I had hoped to find a connection to the Jaques of London family — famous for manufacturing sports and game equipments in the 18th and 19th centuries; such as chess, tiddlywinks and Ludo — with my stepmother’s ancestors, but other than both families being of Huguenot descent, I can’t find a link. Interestingly, further back in her lineage, another French surname appears, “Racine”, and this is one I have actually managed to trace back to their French homeland.

Here’s a summary of my stepmother’s London ancestors that lead to the French Huguenots starting with her great-great-grandparents:

It would appear that Francois Racine was the Huguenot refugee, while his wife Marguerrite was born in London, so presumably her parents Benoit and Jeanne were Huguenots. An ancestor of John Jaques must have been the Huguenot as he is the furthest Jaques I have managed to trace back to and he was born in London.

As is shown in the list above, the Jaques, Racine and Kinlock families are interconnected. Arthur Edwin Jaques and his wife Caroline Kinlock (born 1851) were in fact first cousins through the Kinlocks. But also, they were second cousins through the Racines. A little confusing, but its obvious these families were all close.

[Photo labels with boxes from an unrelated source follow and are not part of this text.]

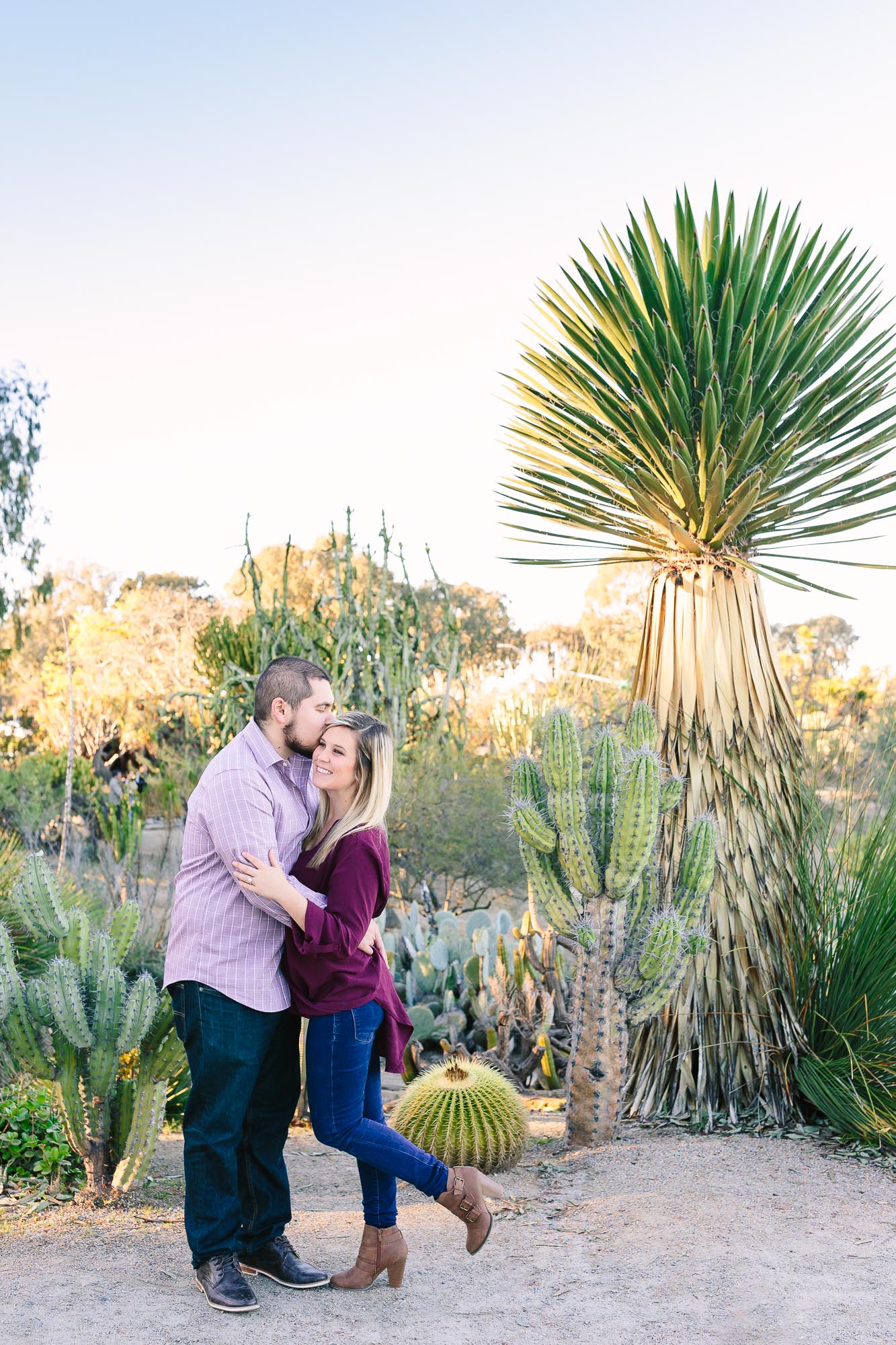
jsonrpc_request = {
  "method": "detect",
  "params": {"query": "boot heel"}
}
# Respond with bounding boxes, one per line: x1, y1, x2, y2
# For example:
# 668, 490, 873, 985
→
386, 1256, 407, 1289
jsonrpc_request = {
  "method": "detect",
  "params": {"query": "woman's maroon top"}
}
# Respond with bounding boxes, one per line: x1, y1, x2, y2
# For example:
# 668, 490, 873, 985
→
282, 827, 413, 1073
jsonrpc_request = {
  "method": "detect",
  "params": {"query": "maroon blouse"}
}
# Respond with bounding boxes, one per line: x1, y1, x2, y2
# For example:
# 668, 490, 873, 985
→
282, 827, 413, 1073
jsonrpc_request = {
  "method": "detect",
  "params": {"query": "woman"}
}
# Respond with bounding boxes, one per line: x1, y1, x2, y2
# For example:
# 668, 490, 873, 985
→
234, 710, 501, 1289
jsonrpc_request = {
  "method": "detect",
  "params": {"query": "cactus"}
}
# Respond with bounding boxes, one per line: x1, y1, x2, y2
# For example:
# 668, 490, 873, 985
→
407, 1005, 436, 1041
0, 854, 184, 1194
109, 901, 140, 964
499, 702, 716, 1143
510, 799, 557, 854
390, 1056, 529, 1173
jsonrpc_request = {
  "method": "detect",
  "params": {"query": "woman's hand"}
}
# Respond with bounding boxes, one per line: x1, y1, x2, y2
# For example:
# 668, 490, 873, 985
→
233, 850, 294, 905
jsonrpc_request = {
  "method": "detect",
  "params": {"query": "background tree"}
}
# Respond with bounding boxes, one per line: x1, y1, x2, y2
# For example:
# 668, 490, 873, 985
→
505, 191, 896, 1118
579, 565, 650, 683
772, 616, 858, 724
417, 580, 525, 674
0, 370, 47, 632
3, 566, 215, 757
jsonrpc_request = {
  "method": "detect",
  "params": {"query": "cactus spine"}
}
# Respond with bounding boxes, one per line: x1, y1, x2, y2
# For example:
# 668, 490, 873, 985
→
512, 703, 716, 1145
0, 854, 184, 1193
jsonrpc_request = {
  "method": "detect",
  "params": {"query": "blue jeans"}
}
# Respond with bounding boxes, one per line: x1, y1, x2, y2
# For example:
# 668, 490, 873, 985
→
169, 981, 300, 1266
305, 999, 448, 1228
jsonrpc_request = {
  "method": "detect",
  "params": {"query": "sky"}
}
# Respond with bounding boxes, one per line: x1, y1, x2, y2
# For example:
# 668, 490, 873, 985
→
0, 0, 896, 667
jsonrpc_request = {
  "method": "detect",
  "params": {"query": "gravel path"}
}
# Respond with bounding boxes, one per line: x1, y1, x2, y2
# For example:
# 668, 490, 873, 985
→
0, 1115, 896, 1345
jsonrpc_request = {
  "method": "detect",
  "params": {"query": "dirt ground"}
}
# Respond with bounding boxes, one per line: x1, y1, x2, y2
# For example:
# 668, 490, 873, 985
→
0, 1098, 896, 1345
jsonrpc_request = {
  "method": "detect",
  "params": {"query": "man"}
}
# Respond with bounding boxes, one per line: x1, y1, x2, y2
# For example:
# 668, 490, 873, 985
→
164, 658, 376, 1313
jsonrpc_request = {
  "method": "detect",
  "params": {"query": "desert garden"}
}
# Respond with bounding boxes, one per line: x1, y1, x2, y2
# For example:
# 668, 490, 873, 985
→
0, 192, 896, 1342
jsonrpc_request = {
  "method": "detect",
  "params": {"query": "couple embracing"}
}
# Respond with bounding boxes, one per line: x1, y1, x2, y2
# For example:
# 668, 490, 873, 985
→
165, 658, 501, 1313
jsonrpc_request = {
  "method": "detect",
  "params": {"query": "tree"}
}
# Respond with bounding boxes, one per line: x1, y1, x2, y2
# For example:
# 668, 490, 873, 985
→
417, 580, 524, 672
505, 191, 896, 1118
0, 370, 47, 621
772, 616, 858, 724
389, 742, 525, 911
3, 566, 215, 757
579, 565, 650, 682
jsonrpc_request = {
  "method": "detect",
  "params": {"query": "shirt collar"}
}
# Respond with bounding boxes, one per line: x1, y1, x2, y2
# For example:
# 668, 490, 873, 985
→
242, 720, 311, 784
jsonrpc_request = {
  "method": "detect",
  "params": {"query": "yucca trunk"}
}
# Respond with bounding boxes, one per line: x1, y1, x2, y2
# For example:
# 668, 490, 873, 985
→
627, 564, 805, 1120
565, 897, 628, 1146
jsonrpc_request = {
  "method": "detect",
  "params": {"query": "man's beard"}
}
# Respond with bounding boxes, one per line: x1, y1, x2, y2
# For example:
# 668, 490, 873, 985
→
282, 724, 320, 760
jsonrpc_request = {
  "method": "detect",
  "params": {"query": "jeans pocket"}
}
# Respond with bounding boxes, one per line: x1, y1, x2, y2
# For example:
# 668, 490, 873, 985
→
348, 999, 382, 1046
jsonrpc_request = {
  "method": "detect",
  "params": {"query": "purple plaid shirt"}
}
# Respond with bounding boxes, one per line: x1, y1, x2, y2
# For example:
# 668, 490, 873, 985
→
164, 720, 325, 1013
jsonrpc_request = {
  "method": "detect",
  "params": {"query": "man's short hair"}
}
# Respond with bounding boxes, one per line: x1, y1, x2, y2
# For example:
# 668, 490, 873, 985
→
254, 654, 329, 724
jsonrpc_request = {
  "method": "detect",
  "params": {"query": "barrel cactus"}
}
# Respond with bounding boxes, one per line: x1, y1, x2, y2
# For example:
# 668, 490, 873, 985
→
391, 1056, 529, 1173
510, 703, 716, 1145
0, 854, 183, 1193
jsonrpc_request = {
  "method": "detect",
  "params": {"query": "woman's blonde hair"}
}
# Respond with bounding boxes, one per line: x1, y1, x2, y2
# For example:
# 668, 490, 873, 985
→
304, 710, 393, 869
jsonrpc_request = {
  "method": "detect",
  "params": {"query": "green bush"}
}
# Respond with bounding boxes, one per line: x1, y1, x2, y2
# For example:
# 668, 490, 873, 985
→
0, 752, 102, 849
788, 776, 896, 1145
389, 742, 526, 911
0, 1084, 83, 1190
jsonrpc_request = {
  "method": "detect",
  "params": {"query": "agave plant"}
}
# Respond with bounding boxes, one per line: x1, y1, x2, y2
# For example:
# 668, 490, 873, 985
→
503, 191, 896, 1118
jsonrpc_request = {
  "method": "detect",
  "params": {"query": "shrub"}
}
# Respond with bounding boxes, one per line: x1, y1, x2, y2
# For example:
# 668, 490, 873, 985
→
788, 777, 896, 1145
0, 1084, 83, 1190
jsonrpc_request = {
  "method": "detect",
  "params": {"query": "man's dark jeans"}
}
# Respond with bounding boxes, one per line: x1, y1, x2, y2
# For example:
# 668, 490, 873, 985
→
169, 981, 301, 1266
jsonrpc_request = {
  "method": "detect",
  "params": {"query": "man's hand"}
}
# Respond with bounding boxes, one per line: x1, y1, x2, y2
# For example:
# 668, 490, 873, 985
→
358, 920, 386, 962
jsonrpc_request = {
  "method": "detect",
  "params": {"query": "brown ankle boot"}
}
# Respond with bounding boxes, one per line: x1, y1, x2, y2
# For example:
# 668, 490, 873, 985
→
437, 1167, 503, 1256
329, 1224, 407, 1289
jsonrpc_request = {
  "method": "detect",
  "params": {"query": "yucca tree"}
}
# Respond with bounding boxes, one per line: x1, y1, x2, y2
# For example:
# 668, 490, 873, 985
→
502, 191, 896, 1118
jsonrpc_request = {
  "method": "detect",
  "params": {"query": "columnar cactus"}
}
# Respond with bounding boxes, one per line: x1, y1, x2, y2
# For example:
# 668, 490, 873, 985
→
510, 703, 716, 1145
0, 854, 183, 1192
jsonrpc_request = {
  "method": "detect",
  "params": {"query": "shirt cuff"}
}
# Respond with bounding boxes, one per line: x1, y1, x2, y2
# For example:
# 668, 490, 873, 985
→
286, 874, 327, 911
304, 893, 324, 944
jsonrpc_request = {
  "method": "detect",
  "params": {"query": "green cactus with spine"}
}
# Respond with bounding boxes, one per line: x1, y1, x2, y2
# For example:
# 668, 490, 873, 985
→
0, 853, 184, 1194
389, 1054, 529, 1173
509, 702, 716, 1145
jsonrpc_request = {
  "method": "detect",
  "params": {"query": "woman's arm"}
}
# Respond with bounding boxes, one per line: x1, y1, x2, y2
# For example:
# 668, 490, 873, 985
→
233, 835, 382, 956
233, 850, 308, 929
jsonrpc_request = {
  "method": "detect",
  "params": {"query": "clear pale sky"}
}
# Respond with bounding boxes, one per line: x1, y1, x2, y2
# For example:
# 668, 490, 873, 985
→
0, 0, 896, 667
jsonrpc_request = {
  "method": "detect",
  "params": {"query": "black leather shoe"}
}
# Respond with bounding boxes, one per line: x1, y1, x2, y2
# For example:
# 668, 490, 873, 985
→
196, 1252, 258, 1313
239, 1233, 329, 1293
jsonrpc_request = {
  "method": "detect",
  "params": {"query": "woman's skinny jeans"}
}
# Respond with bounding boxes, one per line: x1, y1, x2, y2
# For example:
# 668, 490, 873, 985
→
305, 999, 448, 1228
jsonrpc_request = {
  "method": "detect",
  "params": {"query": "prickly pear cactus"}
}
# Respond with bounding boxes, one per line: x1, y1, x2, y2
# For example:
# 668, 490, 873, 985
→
509, 703, 716, 1145
0, 854, 183, 1193
390, 1056, 529, 1173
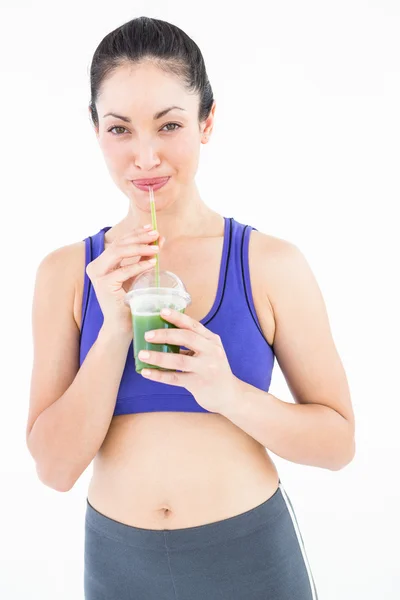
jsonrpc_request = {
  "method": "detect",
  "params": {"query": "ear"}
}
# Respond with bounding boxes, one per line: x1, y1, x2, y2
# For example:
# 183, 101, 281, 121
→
88, 106, 99, 140
201, 100, 217, 144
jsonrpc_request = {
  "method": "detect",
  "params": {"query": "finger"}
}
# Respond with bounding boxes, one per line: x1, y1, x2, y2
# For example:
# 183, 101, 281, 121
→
141, 369, 191, 388
161, 308, 216, 342
144, 328, 209, 353
139, 350, 198, 373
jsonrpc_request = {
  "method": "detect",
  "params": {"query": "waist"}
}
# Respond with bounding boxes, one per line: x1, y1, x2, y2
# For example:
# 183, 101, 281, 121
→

Most of the working members of these families were silk weavers, and all lived very close to each other. I would like to find out more about these families and try and find out about the Jaques family further back than John Jaques, and perhaps find a link to the Jaques of London family.

  • Originally by Lauren: “Interestingly enough, there’s supposed to be a Jaques somewhere in my tree (my great-grandmother’s Emma Rayner nee Winter’s second marriage, apparently), but I haven’t found it yet!” (restored from previous comments)

    • You’ll have to look into it a bit more, see if you can find his name. Perhaps there is a link with this tree if they are London-based.

      • Originally by Lauren: “It’s possible. Emma moved to Wakefield in later life to be nearer her son. There seems to be some debate within the family at what point she remarried – I had always assumed it was while they were still in the London area, but then someone (I forget who) contradicated me and said they thought that she had remarried when she moved to Yorkshire. But she would have been in her sixties by then, so I think the balance of probabilities is that it was while she was in London. But I haven’t yet found the marriage, as I have no idea what his first name was, or when they might have married or where in London. I’m not even entirely sure when her husband died, to narrow down the search period.” (restored from previous comments)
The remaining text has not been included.